We started by drawing simple overlapping hills along the bottom of our black 12x18 construction paper, leaving thick lines between the different hills to emphasize depth, and filling in the hills with white oil pastel. In the same session, we used white acrylic paint and small brushes to make stars in our skies.
In the second session, after a quick demonstration of how to apply and smear the soft pastels, and with a background video of different Northern Lights from around the world, students added the Northern Lights to their paper. Yes, I'm biased, but I think these came out really nice!
After reading Jan Brett's The Mitten, a richly-illustrated adaptation of a Ukrainian folktale about a boy whose lost white mitten becomes a temporary home to woodland animals large and small, kindergarteners created their own pair of mittens from a piece of cardstock and mitten tracers I provide. We use this lesson as a first opportunity to talk about pattern - not just in art, but in math and music, too. The students then add patterns (of lines, shapes, or colors) and color their mittens "as colorfully as possible, so they can't get lost in the snow." In a second session, we glue our mittens to a blue background and fill it with snowflakes using oil pastels (and one pre-cut snowflake I provide).
In the mid-nineteenth century, Japanese fisherman created Gyotaku or "fish rubbing" as a way to document their catches. One side of the fish was coated with ink and covered in rice paper, and then the paper was rubbed to transfer the image of the fish. This practice eventually blossomed into a form of fine art and an alternative to taxidermy for many sport fishermen.

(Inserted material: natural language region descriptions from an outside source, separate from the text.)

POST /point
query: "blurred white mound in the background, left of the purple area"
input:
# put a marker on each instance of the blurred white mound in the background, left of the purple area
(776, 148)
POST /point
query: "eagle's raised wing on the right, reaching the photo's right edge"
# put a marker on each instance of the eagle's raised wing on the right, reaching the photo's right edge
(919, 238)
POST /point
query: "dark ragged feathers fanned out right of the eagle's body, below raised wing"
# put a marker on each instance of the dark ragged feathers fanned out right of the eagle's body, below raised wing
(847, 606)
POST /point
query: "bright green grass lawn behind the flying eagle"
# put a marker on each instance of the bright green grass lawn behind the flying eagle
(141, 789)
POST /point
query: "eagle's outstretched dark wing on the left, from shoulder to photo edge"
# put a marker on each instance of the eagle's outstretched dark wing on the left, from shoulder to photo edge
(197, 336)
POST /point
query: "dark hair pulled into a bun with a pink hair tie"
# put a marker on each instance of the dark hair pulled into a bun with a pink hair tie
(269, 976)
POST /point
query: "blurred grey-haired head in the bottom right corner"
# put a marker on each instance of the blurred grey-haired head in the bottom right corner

Our fourth graders tried their hands at Gyotaku using several life-sized, realistic rubber fish I purchased online (the piranha is especially popular!). We spent a day viewing some short videos showing real Gyotaku artists at work and then I demonstrate how to make a print with one or two of our "fish." On the second day of the unit, after a quick review of the method, the students created multiple prints with the goal of improving with each print, so that they had at least one or two "keepers." On a third day, we added realistic eyes with Sharpie and white acrylic paint for the reflection, as well other colors with watercolor paints. Thanks to a translator on Google, we also signed our prints with the Japanese version of our names.

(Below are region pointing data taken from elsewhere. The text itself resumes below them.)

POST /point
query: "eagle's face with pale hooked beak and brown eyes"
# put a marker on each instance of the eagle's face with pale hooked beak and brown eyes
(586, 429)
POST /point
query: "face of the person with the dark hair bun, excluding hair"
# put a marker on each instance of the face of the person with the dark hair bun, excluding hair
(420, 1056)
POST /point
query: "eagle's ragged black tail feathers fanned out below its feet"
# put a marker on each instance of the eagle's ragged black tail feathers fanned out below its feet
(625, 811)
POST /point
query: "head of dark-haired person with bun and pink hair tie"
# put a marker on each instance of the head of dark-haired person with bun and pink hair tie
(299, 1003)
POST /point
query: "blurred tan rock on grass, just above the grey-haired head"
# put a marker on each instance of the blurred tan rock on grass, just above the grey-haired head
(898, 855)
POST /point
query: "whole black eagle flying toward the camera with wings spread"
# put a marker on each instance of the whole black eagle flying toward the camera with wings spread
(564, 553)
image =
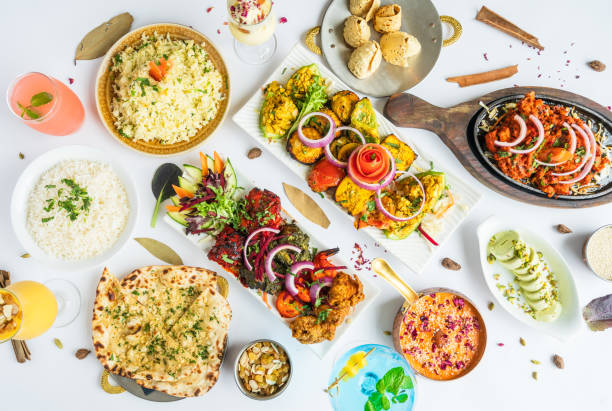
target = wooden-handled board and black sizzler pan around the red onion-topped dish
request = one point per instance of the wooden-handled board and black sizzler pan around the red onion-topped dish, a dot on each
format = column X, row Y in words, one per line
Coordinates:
column 458, row 128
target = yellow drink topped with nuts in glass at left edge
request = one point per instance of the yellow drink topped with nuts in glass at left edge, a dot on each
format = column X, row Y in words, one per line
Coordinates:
column 37, row 309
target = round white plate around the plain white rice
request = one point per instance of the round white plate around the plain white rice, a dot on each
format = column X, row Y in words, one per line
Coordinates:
column 28, row 180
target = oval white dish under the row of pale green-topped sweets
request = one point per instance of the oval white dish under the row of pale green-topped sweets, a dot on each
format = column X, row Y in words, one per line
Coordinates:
column 570, row 320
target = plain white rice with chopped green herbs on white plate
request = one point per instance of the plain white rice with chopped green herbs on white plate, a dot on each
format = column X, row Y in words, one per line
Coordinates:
column 94, row 230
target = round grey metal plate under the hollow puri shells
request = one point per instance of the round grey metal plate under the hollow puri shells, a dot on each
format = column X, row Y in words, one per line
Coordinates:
column 419, row 18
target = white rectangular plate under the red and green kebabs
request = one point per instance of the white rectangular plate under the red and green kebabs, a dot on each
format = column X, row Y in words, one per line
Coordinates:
column 205, row 242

I was impressed by how many of the students quickly mastered how much paint to use and the type of careful, even rubbing required to make a print with a lot of detail. I've been doing this lesson for a few years now, and these were some of the best prints yet!

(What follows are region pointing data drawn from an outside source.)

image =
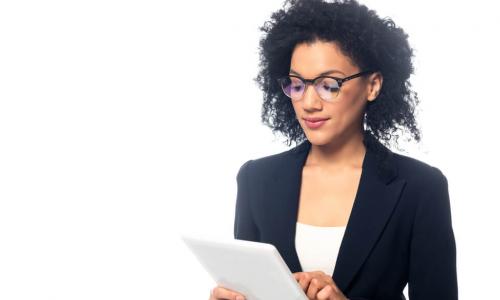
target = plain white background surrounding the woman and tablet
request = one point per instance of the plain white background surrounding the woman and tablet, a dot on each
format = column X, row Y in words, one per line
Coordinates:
column 111, row 146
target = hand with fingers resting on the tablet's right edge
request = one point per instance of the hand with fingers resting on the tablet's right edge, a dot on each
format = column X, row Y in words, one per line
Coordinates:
column 319, row 286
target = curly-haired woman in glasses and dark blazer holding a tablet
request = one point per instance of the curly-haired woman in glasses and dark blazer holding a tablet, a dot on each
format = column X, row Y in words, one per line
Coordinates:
column 351, row 219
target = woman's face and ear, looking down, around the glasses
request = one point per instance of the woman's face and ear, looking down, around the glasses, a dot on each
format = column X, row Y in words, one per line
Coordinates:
column 344, row 116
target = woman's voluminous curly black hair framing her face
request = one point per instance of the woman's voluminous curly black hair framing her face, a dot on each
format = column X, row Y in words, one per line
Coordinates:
column 370, row 41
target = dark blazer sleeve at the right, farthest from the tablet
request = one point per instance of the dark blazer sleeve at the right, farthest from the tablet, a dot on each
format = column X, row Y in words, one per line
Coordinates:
column 432, row 266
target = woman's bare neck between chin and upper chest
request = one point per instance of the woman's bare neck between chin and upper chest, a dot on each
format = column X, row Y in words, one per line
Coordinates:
column 344, row 152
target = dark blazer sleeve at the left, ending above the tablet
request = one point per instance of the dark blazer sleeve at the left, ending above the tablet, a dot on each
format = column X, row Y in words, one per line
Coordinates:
column 244, row 224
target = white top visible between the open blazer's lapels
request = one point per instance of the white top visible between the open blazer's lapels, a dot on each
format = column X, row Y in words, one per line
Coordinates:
column 318, row 246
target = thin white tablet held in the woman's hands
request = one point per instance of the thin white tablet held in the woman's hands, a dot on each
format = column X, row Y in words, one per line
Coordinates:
column 254, row 269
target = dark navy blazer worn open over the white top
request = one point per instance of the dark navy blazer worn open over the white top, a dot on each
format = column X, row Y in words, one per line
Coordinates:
column 399, row 230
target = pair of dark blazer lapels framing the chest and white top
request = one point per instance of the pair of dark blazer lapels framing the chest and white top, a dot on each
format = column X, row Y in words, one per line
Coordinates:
column 378, row 192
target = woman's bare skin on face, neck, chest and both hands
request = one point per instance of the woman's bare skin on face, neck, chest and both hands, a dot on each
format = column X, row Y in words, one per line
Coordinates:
column 331, row 174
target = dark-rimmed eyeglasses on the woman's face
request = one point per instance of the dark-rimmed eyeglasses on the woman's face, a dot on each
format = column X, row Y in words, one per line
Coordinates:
column 327, row 87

Having learned about color value in 2nd grade, students painted these silhouettes set against a background of the sun shining down through the sea. They painted the color values first by starting with a white sun near the center and adding increasing amounts of blue to their white acrylic paint. In a second session, with the aid of some sea turtle examples on the Smartboard and a quick lesson in drawing one from shapes, students added the turtles and surrounded them with an outline of rock and "coral." In a third class, the 3rd graders filled in their drawings with black acrylic paint, using small brushes for the more detailed parts of their turtles and coral. As usual, the students rose to the challenge of this involved project!